Briefly

Washington, D.C.

Guidelines released for prescribing narcotics

New guidelines seek to improve treatment for millions of Americans with unrelieved pain by spelling out exactly how to prescribe powerful painkillers like Oxycontin and morphine without attracting the wrath of the Drug Enforcement Administration.

Many doctors hesitate to prescribe narcotics, which are heavily regulated because they can be abused by addicts.

The guidelines issued Wednesday, written by leading pain specialists together with the DEA, stress that the drugs are safe for the proper patient — and pledge that doctors won’t be arrested for providing legitimate therapy.

The DEA is distributing the document to agents and prosecutors to help them distinguish aggressive pain management from drug diversion.

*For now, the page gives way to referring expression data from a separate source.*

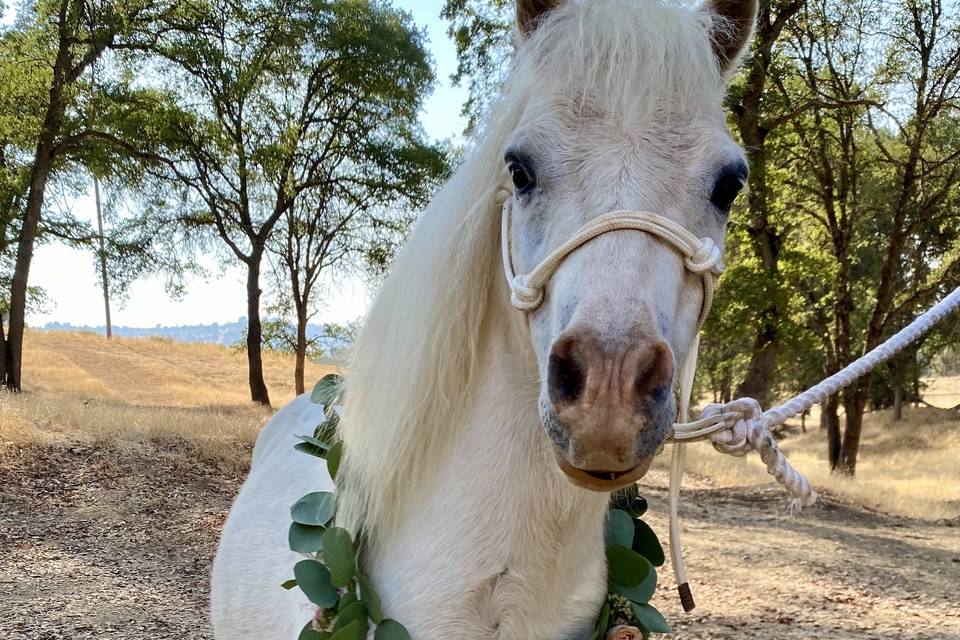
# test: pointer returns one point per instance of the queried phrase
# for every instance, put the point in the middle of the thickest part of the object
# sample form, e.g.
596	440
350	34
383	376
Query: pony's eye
523	178
726	188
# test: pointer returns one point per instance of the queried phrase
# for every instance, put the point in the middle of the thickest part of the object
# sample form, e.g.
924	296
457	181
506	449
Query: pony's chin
605	482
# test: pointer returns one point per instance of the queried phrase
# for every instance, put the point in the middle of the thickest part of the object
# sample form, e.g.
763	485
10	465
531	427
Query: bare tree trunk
28	234
258	388
300	350
103	258
854	403
830	420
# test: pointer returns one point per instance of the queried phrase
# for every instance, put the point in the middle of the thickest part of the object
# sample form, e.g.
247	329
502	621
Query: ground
111	504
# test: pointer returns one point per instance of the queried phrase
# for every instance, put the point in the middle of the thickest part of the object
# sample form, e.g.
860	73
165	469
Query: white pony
481	442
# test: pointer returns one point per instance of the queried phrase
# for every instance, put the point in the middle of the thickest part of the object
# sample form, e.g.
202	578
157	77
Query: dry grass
910	468
140	395
137	393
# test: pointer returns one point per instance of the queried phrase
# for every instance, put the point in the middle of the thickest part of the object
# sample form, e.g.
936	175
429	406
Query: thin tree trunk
28	234
830	420
258	388
301	350
103	258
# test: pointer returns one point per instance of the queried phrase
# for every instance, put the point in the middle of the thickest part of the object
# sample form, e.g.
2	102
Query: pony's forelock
414	360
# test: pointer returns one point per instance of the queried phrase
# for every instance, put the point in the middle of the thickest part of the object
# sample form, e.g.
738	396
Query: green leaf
353	612
646	543
371	598
308	633
309	449
650	619
304	538
618	528
625	566
353	631
327	391
317	442
602	622
639	593
391	630
333	459
314	509
314	580
338	553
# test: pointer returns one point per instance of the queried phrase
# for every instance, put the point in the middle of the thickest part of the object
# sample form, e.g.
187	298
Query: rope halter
700	255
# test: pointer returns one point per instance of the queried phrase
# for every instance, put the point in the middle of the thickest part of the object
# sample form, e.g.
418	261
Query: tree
283	101
65	38
877	173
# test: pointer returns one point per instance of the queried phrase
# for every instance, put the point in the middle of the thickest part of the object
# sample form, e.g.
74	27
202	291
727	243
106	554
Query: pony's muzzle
612	403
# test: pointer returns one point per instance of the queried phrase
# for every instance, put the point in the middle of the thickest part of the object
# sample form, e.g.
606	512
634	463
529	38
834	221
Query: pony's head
620	114
610	105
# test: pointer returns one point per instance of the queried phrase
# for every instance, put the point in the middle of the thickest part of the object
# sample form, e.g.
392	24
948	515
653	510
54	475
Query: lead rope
737	427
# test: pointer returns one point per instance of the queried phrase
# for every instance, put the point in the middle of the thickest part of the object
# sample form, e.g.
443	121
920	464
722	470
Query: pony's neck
498	543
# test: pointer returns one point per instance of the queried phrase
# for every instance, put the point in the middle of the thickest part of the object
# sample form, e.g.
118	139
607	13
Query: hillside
119	463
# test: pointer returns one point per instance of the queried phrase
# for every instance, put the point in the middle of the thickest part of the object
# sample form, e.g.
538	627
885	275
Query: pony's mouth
603	481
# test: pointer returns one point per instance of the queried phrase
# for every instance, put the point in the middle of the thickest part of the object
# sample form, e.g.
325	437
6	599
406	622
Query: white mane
417	354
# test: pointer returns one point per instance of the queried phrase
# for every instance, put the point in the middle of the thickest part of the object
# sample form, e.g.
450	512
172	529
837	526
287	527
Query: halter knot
708	258
741	426
523	296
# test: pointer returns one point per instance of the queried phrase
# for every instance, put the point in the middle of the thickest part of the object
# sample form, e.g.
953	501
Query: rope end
686	597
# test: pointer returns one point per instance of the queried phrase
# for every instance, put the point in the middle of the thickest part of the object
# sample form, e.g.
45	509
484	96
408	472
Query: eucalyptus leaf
328	390
308	633
370	598
625	566
650	619
317	442
314	580
309	449
353	631
646	543
618	528
304	538
314	509
391	630
339	556
639	593
333	459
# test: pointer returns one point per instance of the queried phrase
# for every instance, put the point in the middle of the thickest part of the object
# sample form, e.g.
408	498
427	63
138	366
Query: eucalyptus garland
348	606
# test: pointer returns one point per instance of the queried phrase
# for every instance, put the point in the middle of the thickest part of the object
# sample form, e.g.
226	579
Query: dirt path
95	546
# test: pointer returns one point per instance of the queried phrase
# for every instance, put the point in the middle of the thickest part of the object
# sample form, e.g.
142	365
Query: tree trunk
830	420
300	350
42	165
103	259
258	388
854	403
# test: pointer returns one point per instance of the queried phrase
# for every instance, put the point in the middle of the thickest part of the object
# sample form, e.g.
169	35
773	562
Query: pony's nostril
654	373
566	377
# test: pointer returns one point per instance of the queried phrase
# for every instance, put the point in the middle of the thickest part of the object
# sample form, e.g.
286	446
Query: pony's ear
530	12
733	22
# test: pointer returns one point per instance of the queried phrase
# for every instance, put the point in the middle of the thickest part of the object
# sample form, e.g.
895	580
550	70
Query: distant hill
224	334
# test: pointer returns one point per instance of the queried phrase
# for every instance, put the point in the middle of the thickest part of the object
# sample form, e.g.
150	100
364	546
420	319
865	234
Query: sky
69	278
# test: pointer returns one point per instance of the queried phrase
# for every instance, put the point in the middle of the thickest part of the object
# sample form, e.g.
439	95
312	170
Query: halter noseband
700	255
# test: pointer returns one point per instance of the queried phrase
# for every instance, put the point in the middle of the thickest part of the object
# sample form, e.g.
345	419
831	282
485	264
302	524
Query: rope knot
523	296
741	419
708	258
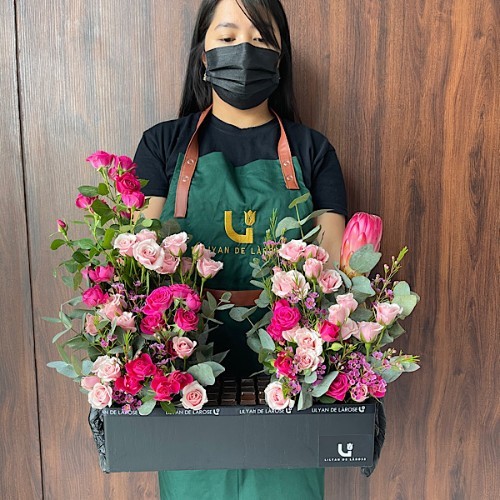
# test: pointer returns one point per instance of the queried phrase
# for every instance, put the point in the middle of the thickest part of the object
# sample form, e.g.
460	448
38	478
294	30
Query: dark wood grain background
408	92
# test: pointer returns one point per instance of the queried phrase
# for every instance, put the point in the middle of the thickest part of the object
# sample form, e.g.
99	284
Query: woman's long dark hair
197	94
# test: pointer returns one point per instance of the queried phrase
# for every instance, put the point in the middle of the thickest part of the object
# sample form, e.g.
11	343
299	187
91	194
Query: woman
235	154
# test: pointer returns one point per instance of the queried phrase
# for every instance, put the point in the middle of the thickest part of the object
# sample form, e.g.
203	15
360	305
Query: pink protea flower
361	230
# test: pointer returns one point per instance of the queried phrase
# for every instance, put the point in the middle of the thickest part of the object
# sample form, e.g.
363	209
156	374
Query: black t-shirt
160	146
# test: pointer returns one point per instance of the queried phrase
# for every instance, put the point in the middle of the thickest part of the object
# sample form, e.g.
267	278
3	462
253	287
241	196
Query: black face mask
243	75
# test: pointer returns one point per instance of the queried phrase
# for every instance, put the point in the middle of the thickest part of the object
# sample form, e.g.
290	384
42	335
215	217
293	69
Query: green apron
229	209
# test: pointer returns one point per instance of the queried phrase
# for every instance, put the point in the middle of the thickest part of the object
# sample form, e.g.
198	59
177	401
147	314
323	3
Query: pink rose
275	398
193	302
159	300
170	264
194	396
152	323
313	268
208	268
186	320
292	250
183	346
339	387
126	321
329	281
306	359
100	159
348	329
94	296
100	396
309	339
347	300
101	274
368	331
337	314
149	254
175	244
125	244
84	202
329	331
141	367
90	327
88	383
128	384
387	313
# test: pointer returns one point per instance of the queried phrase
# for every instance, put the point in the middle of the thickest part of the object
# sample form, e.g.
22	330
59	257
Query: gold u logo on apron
231	233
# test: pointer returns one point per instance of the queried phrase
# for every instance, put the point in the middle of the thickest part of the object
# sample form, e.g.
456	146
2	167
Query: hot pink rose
194	396
149	254
88	382
337	314
100	159
100	396
348	301
94	296
128	384
339	387
125	244
141	367
183	346
313	268
186	320
101	274
175	244
329	281
208	268
387	313
275	398
329	331
152	323
292	250
159	300
368	331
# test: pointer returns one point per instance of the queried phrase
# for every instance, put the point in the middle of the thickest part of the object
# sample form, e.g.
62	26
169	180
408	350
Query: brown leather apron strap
191	159
243	298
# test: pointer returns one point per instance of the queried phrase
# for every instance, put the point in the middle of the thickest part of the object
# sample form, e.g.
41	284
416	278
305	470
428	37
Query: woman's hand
330	237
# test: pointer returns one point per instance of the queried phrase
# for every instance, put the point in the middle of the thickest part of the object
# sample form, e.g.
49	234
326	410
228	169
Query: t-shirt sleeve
151	165
327	186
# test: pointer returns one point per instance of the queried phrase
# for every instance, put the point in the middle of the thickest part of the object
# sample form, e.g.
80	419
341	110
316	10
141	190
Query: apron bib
228	209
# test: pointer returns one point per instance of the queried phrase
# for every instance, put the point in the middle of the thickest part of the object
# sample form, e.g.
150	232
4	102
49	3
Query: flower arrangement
142	317
324	334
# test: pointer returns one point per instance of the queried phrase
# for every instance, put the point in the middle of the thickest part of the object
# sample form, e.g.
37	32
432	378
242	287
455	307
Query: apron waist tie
243	298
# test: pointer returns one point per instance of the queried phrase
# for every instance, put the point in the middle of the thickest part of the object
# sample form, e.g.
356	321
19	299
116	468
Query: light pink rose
126	321
208	268
293	250
386	312
337	314
125	244
368	331
348	301
149	254
100	396
313	268
275	398
306	359
309	339
109	369
194	396
348	329
146	234
329	281
183	346
88	382
175	244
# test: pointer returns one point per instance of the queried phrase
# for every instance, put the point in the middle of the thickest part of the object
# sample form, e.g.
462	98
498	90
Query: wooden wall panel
20	472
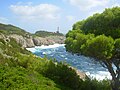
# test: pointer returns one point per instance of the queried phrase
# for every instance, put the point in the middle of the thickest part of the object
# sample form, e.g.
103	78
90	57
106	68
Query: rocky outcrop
30	41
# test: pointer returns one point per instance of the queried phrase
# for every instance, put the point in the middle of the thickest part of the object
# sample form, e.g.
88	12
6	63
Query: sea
91	67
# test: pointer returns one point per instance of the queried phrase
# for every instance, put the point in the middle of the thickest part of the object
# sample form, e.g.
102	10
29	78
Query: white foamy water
88	65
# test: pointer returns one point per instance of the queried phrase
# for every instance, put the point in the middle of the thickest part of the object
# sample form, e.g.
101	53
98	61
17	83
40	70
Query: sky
35	15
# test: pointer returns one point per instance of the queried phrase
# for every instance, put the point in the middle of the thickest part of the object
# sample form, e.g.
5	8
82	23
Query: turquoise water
85	64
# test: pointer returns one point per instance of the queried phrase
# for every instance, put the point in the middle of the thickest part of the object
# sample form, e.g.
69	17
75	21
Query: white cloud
36	12
88	4
116	4
3	20
70	18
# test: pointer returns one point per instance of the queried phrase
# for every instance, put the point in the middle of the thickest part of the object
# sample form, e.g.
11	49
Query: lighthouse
57	30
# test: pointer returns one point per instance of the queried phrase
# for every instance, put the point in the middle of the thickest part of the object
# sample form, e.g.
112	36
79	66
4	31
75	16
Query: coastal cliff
27	39
34	41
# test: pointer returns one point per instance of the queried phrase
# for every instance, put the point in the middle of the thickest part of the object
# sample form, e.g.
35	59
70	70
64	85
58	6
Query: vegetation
107	23
103	48
46	34
10	29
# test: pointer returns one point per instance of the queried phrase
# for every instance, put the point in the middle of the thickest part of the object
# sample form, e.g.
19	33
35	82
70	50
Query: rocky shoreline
30	41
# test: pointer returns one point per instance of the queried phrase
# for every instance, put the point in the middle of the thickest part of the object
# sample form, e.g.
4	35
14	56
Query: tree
103	48
107	23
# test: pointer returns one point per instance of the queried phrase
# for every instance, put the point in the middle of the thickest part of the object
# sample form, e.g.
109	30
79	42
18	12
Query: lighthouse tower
57	30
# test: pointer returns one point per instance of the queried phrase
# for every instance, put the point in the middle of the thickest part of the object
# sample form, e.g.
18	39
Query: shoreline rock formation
34	41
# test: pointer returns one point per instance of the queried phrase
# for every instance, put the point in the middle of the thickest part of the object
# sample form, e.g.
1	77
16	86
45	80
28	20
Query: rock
25	42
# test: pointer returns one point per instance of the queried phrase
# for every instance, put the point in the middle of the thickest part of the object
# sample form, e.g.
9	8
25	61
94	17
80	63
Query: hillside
27	39
10	29
98	37
107	23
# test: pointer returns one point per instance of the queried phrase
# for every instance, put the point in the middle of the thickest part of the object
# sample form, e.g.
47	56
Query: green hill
107	23
10	29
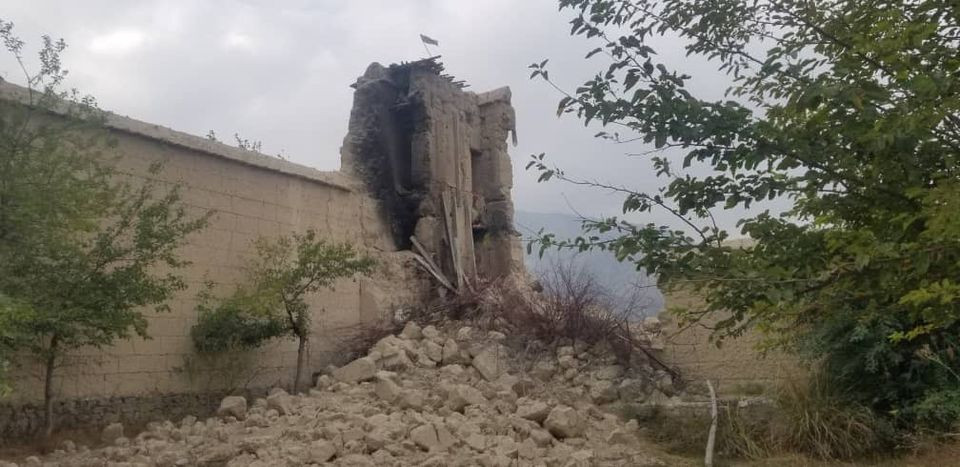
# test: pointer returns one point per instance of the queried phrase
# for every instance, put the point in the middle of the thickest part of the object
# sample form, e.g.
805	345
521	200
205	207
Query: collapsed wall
436	158
422	159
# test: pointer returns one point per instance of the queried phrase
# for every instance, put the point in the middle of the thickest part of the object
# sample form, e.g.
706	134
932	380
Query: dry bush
822	423
355	341
572	307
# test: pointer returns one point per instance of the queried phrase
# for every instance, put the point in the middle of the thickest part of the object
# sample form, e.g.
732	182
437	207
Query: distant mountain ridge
621	280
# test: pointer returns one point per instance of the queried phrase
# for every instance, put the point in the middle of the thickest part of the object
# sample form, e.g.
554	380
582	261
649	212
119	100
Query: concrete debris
374	412
233	406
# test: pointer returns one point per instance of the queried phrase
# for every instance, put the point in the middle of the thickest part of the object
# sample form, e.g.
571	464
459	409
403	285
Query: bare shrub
355	341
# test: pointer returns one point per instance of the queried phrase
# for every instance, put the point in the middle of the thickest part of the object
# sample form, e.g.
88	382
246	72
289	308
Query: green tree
847	112
273	301
84	249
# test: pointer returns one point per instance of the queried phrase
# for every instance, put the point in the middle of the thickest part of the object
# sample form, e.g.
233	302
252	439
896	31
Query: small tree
844	111
273	303
82	252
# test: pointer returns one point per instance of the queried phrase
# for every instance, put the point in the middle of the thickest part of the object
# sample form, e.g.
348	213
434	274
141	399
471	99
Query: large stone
652	324
464	333
386	389
411	331
232	406
632	390
609	372
433	350
322	451
565	422
451	352
425	436
460	396
111	432
491	362
281	402
397	362
532	409
361	369
603	392
430	332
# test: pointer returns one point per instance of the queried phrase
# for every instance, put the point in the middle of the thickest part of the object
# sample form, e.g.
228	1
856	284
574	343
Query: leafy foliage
273	302
80	247
846	110
240	322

A lot of opioid-taking patients in a practice shouldn’t by itself signal suspicion, the guidelines advise, while long-distance prescribing and a lot of premature refills might.

Virginia

Release sought for American ‘combatant’

A U.S. citizen captured on the Afghanistan battlefield might soon be allowed to walk free after three years in custody, bringing an end to one of the Bush administration’s longest and hardest-fought legal battles to arise from the war on terrorism.

Lawyers for the government and for Yaser Esam Hamdi informed a federal judge Wednesday they’ve been negotiating his release since the Supreme Court said enemy combatants could not be indefinitely detained without legal rights.

In court papers filed jointly, the lawyers asked U.S. District Judge Robert Doumar to stay all proceedings in the case for 21 days so they could try to complete efforts to reach a mutually acceptable resolution.